Wendelin Wiedeking, who was CEO of Porsche at the time, and Holger Harter who was CFO, are accused of issuing incorrect statements about the firm’s intention to acquire VW shares. If found guilty the pair could face up to five years in prison. They deny the charges.
It’s the latest instalment in one of the longest running and most complicated corporate scandals to emerge from Germany in recent years. Those with good memories will recall that back in 2008, the small but profitable Porsche made an audacious stab at a reverse takeover of the much larger VW Group.
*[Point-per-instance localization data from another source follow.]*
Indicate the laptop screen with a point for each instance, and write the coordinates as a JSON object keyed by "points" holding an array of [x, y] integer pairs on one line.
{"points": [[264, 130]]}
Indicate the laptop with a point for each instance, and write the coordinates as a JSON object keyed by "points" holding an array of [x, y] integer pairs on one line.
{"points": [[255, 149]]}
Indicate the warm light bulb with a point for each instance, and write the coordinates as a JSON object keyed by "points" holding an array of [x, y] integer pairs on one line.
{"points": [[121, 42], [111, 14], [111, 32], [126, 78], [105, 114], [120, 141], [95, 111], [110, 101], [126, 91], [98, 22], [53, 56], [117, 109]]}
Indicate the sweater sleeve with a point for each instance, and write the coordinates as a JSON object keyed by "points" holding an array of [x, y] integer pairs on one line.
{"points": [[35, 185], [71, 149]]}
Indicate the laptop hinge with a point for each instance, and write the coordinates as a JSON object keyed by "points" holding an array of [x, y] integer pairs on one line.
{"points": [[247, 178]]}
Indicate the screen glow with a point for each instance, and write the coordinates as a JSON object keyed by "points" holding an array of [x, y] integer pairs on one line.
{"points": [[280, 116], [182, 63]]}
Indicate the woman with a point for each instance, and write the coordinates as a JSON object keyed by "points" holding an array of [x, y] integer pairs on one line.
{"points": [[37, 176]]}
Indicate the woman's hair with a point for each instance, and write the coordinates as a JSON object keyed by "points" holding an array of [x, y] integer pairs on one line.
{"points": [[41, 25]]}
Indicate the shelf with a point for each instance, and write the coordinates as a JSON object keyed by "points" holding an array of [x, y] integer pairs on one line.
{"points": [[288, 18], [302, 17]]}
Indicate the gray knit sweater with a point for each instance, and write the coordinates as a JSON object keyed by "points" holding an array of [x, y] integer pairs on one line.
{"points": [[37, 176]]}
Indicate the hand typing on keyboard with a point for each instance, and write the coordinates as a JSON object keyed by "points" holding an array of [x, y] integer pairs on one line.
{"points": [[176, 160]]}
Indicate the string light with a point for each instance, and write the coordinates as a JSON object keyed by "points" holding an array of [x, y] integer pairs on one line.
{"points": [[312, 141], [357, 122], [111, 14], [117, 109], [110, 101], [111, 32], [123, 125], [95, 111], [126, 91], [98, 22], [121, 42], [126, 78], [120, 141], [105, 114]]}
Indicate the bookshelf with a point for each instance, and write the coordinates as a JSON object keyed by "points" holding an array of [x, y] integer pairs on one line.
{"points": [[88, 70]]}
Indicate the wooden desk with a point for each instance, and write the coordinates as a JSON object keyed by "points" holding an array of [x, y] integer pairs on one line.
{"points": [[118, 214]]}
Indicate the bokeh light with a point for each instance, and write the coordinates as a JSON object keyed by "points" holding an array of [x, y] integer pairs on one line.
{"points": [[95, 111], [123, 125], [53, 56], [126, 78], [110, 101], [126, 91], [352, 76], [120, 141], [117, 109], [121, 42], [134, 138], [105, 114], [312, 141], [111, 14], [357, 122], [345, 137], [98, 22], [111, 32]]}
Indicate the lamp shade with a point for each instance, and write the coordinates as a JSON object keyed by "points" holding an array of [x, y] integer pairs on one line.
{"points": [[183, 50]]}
Thanks to VW’s complex shareholding and governance structure, the bid required that Porsche should hold 75% of VW in order to be able to force the acquisition through.
The market manipulation charges relate to statements made by Wiedeking and Harter at the point when VW shares were being acquired – essentially they are accused of secretly building up Porsche’s stake in VW towards that 75% target whilst at the same time making public statements to the contrary. Their statements, say the prosecutors in Stuttgart, resulted in Porsche’s shareprice dropping – but the defendants’s lawyers say that the statements were ‘correct in content’ and did not have any effect on the shares.
When it emerged that Porsche had acquired options on 75% of VW, the shares rose sharply, and hedge funds that had been shorting Porsche lost sums estimated at up to 30bn Euros very quickly. These and other potentially out of pocket investors will be watching the trial closely – a guilty verdict (even thought the case is against individuals rather than the company) could help them in their quest for compensation from Porsche.
The takeover attempt failed in 2009, leaving Porsche with a mountain of debt and resulting in the departure of Wiedeking and Harter. The sportscar maker’s car manufacturing operation was eventually folded into VW, which makes more cars in a week than Porsche does in a year, but plans for an all-in merger have been shelved.